Ken había cumplido su promesa y se había callado, pero no paraba de lanzarme miraditas que, tarde o temprano, pondrían alertar a cualquiera de la familia. Y eso era lo que menos necesitaba en aquellos momentos. Sabía que mi padre estaba cumpliendo poco a poco su venganza; a veces lo veía hablar seguido por el teléfono y, cuando me veía acercarme, cerraba la puerta o se marchaba de donde estaba. Cuando le preguntaba a mi madre sobre el asunto, ella se mostraba evasiva. Incluso Ken se mostraba reacio a responder a mis preguntas.

Me había aburrido de estar al margen de un asunto que me concernía directamente a mí, así que había cogido aquella mañana las llaves de mi precioso coche y había salido a dar una vuelta.
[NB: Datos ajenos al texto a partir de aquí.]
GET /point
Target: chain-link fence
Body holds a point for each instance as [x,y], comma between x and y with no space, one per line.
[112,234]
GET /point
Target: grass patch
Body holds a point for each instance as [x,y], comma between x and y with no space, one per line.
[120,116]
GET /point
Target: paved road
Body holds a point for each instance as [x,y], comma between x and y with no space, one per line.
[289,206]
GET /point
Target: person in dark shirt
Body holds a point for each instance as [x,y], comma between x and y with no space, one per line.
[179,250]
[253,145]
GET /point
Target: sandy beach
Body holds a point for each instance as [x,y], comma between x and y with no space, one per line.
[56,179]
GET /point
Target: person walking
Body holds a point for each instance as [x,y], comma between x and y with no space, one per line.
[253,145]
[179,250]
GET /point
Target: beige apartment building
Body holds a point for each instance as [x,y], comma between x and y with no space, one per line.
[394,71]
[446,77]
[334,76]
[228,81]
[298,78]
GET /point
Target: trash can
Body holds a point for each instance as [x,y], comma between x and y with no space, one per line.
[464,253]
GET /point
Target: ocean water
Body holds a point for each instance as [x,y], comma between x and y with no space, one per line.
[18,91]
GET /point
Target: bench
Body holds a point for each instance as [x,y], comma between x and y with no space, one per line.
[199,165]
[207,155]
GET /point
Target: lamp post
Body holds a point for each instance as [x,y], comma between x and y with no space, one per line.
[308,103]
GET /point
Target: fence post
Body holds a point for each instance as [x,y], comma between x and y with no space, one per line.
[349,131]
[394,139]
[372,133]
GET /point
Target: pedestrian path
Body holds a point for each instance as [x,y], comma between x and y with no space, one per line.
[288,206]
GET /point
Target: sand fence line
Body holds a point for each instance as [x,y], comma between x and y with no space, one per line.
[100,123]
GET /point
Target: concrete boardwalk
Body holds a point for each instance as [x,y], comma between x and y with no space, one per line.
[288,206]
No tenía rumbo, así que me dediqué deambular de un lado a otro de la ciudad esquivando coches y sobrepasando los límites de velocidad. Necesitaba soltar todo lo que me corroía por dentro y ésa era la mejor forma.

Sin embargo, y para mi mala fortuna, me topé con algo que no me hubiera esperado ni siquiera en mis peores pesadillas.

Divisé a lo lejos un grupo de lo que parecían fotógrafos y supuse que estaban persiguiendo a alguna celebridad, hostigándola para que les respondiera a sus preguntas y pudieran hacer que respiraran tranquilos al resto de la población que seguía muy de cerca sus pasos. Vi que la chica doblaba una esquina a toda prisa, deseosa de deshacerse de ellos. Su pelo rubio desapareció tras la esquina y tuve una extraña sensación, como si me instara a que fuera tras ella y le echara un cable.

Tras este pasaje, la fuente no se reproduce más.